Douze ans après le coup d’État militaire du 22 mai 2014, triste anniversaire, l’opposition thaïlandaise estime que le pays reste prisonnier d’un système verrouillé par les élites. Dans un message publié vendredi sur Facebook, Natthaphong Ruengpanyawut, chef du People’s Party et leader de l’opposition, a affirmé que la Thaïlande vivait toujours sous un « régime bleu », en référence à la couleur du parti Bhumjaithai qui domine la coalition gouvernementale.
Selon lui, si les chars ont disparu des rues, le processus de confiscation du pouvoir s’est poursuivi sous des formes plus subtiles, mais tout aussi sévères. Il cite plus de 200 procédures judiciaires intentées contre des citoyens, 74 répressions de manifestations pacifiques et la dissolution de sept grands partis politiques depuis 2014. « Ces signes montrent que la confiscation du pouvoir ne s’est pas affaiblie, mais s’est intensifiée et sophistiquée », écrit‑il.
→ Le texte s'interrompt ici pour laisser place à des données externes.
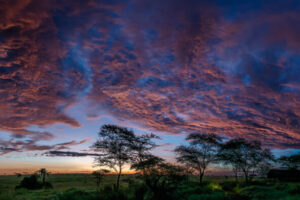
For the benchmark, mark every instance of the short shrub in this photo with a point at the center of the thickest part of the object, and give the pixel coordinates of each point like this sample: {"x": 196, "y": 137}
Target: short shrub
{"x": 30, "y": 183}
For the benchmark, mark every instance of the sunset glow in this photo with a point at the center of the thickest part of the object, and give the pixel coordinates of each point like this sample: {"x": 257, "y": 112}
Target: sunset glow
{"x": 168, "y": 67}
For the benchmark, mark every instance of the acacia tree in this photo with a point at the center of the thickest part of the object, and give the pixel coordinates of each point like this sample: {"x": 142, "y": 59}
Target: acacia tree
{"x": 291, "y": 162}
{"x": 142, "y": 158}
{"x": 43, "y": 173}
{"x": 244, "y": 155}
{"x": 201, "y": 151}
{"x": 99, "y": 174}
{"x": 115, "y": 145}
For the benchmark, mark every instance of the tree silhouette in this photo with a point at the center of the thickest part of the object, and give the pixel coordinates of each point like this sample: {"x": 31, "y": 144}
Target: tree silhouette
{"x": 142, "y": 158}
{"x": 244, "y": 155}
{"x": 99, "y": 174}
{"x": 291, "y": 162}
{"x": 43, "y": 173}
{"x": 115, "y": 145}
{"x": 200, "y": 152}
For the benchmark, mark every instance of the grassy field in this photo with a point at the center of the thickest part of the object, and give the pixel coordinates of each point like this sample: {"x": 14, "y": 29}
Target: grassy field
{"x": 83, "y": 186}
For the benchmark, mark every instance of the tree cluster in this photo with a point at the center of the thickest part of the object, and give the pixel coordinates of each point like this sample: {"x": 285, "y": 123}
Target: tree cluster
{"x": 120, "y": 146}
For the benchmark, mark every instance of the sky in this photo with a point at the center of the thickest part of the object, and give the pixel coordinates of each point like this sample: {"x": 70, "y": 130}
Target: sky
{"x": 169, "y": 67}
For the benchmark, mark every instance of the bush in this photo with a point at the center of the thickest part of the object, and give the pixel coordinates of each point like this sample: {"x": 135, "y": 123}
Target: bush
{"x": 74, "y": 194}
{"x": 217, "y": 195}
{"x": 30, "y": 183}
{"x": 228, "y": 185}
{"x": 263, "y": 193}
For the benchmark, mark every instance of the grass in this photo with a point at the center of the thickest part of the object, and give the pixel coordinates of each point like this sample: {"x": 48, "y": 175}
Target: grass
{"x": 82, "y": 186}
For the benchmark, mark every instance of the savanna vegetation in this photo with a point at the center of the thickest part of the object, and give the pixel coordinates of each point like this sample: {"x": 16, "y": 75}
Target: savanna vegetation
{"x": 156, "y": 179}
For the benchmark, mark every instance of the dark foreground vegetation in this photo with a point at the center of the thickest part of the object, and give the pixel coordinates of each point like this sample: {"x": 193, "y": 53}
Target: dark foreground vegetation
{"x": 157, "y": 179}
{"x": 84, "y": 187}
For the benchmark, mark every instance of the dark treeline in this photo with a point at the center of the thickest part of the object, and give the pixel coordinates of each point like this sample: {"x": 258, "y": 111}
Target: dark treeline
{"x": 120, "y": 146}
{"x": 157, "y": 179}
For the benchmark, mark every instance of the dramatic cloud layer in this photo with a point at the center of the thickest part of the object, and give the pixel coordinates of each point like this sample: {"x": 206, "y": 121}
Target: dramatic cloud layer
{"x": 228, "y": 67}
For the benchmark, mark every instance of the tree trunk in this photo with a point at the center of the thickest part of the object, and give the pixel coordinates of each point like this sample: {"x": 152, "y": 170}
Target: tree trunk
{"x": 201, "y": 177}
{"x": 246, "y": 175}
{"x": 44, "y": 177}
{"x": 118, "y": 180}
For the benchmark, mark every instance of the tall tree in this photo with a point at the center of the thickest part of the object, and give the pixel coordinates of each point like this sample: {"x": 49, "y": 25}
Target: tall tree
{"x": 291, "y": 162}
{"x": 43, "y": 173}
{"x": 115, "y": 145}
{"x": 99, "y": 174}
{"x": 201, "y": 151}
{"x": 244, "y": 155}
{"x": 142, "y": 158}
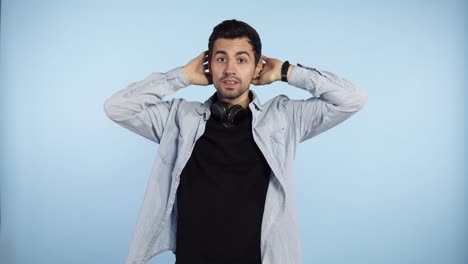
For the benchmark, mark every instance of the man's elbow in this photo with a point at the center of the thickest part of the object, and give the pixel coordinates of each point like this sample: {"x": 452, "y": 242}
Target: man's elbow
{"x": 111, "y": 110}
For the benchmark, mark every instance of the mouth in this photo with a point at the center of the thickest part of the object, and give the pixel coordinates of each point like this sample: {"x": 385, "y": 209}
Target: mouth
{"x": 230, "y": 83}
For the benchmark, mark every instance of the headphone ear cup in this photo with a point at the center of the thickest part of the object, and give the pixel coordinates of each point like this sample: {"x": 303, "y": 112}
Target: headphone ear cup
{"x": 219, "y": 110}
{"x": 236, "y": 114}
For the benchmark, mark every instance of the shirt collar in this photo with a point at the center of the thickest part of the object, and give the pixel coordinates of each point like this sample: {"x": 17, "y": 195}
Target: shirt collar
{"x": 204, "y": 108}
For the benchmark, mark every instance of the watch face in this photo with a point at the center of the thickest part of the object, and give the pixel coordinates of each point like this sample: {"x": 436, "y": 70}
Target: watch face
{"x": 305, "y": 67}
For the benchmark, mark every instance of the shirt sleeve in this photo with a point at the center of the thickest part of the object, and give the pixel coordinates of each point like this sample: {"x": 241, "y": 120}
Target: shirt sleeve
{"x": 333, "y": 100}
{"x": 140, "y": 107}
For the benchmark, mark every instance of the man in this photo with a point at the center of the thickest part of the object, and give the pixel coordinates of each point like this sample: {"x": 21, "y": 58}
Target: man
{"x": 221, "y": 189}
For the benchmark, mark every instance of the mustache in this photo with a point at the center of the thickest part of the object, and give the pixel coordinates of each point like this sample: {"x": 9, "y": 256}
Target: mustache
{"x": 237, "y": 79}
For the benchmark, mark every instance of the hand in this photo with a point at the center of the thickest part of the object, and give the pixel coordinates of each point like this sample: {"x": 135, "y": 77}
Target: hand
{"x": 195, "y": 70}
{"x": 271, "y": 71}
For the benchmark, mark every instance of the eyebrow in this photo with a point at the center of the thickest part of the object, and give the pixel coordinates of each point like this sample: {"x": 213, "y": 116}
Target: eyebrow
{"x": 237, "y": 53}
Le dirigeant accuse la Cour constitutionnelle, les agences indépendantes et le Sénat de servir d’outils pour protéger les intérêts des élites au détriment de la majorité. Il estime que la Constitution de 2017, héritée du coup d’État, a redessiné les institutions afin de garantir que le pouvoir reste concentré entre les mains d’un petit groupe, conglomérats, armée, etc. Les nominations dans la justice, l’armée, la police et la haute fonction publique, ainsi que les budgets publics, auraient été utilisés pour consolider cette domination.
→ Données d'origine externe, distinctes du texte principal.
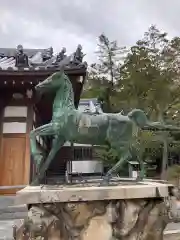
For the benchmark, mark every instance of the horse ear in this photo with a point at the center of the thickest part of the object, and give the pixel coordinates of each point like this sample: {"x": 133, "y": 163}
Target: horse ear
{"x": 139, "y": 117}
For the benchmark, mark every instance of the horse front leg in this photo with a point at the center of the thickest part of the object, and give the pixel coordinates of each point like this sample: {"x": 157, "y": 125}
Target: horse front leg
{"x": 57, "y": 144}
{"x": 45, "y": 130}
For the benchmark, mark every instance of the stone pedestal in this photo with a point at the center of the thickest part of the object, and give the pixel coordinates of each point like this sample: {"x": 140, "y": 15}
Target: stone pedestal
{"x": 90, "y": 212}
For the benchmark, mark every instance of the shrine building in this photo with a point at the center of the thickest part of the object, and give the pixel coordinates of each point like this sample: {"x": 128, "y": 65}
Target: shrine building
{"x": 20, "y": 111}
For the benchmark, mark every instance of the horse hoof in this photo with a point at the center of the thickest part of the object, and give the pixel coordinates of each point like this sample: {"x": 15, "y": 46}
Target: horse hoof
{"x": 105, "y": 181}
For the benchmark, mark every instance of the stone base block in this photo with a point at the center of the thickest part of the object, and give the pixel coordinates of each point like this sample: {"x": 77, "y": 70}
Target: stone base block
{"x": 95, "y": 213}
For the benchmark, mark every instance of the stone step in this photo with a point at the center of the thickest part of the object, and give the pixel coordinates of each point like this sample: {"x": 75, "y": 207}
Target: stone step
{"x": 14, "y": 215}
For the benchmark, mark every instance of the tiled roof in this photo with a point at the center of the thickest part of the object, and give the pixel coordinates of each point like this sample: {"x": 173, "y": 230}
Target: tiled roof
{"x": 36, "y": 60}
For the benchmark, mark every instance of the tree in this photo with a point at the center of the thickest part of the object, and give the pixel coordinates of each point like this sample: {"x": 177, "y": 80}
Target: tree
{"x": 104, "y": 73}
{"x": 149, "y": 81}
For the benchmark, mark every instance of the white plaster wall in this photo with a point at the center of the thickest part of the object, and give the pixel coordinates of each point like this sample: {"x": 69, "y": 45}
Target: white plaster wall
{"x": 14, "y": 127}
{"x": 15, "y": 111}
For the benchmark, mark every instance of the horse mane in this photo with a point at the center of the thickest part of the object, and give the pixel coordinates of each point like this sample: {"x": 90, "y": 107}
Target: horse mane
{"x": 67, "y": 90}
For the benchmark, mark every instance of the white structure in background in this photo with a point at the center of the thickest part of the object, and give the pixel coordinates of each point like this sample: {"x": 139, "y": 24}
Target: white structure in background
{"x": 87, "y": 166}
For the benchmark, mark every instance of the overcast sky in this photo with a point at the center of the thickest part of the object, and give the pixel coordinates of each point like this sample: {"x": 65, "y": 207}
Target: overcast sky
{"x": 58, "y": 23}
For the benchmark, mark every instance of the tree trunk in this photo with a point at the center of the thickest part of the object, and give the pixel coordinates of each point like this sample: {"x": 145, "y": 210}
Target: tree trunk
{"x": 165, "y": 150}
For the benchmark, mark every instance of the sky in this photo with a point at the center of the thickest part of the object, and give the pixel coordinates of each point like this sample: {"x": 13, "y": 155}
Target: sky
{"x": 66, "y": 23}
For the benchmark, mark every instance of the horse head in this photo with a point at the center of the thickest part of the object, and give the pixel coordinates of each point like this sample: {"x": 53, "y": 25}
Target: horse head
{"x": 56, "y": 80}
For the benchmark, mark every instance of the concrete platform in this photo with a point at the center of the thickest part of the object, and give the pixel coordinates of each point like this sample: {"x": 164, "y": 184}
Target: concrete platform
{"x": 92, "y": 192}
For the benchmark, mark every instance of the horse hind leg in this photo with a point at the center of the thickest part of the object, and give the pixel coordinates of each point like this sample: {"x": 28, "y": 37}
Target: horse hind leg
{"x": 124, "y": 157}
Natthaphong rappelle que son propre parti est né après la dissolution de ses prédécesseurs, Future Forward et Move Forward, par décision de la Cour constitutionnelle. Pour lui, ces institutions ont dévié de leur rôle de gardiennes de la démocratie et sapent désormais ses principes fondamentaux, comme la souveraineté populaire et la protection des libertés.
Le leader de 39 ans accuse également le régime bleu de favoriser les grands groupes économiques liés au pouvoir, accentuant les inégalités et la corruption. « Ce système politique n’a ni la volonté ni la capacité de répondre aux besoins du peuple », déplore‑t‑il, évoquant des réformes structurelles bloquées, une justice discréditée et une société minée par les monopoles. Le capitalisme de connivence et l’enseignement bridé empêche le pays de se développer.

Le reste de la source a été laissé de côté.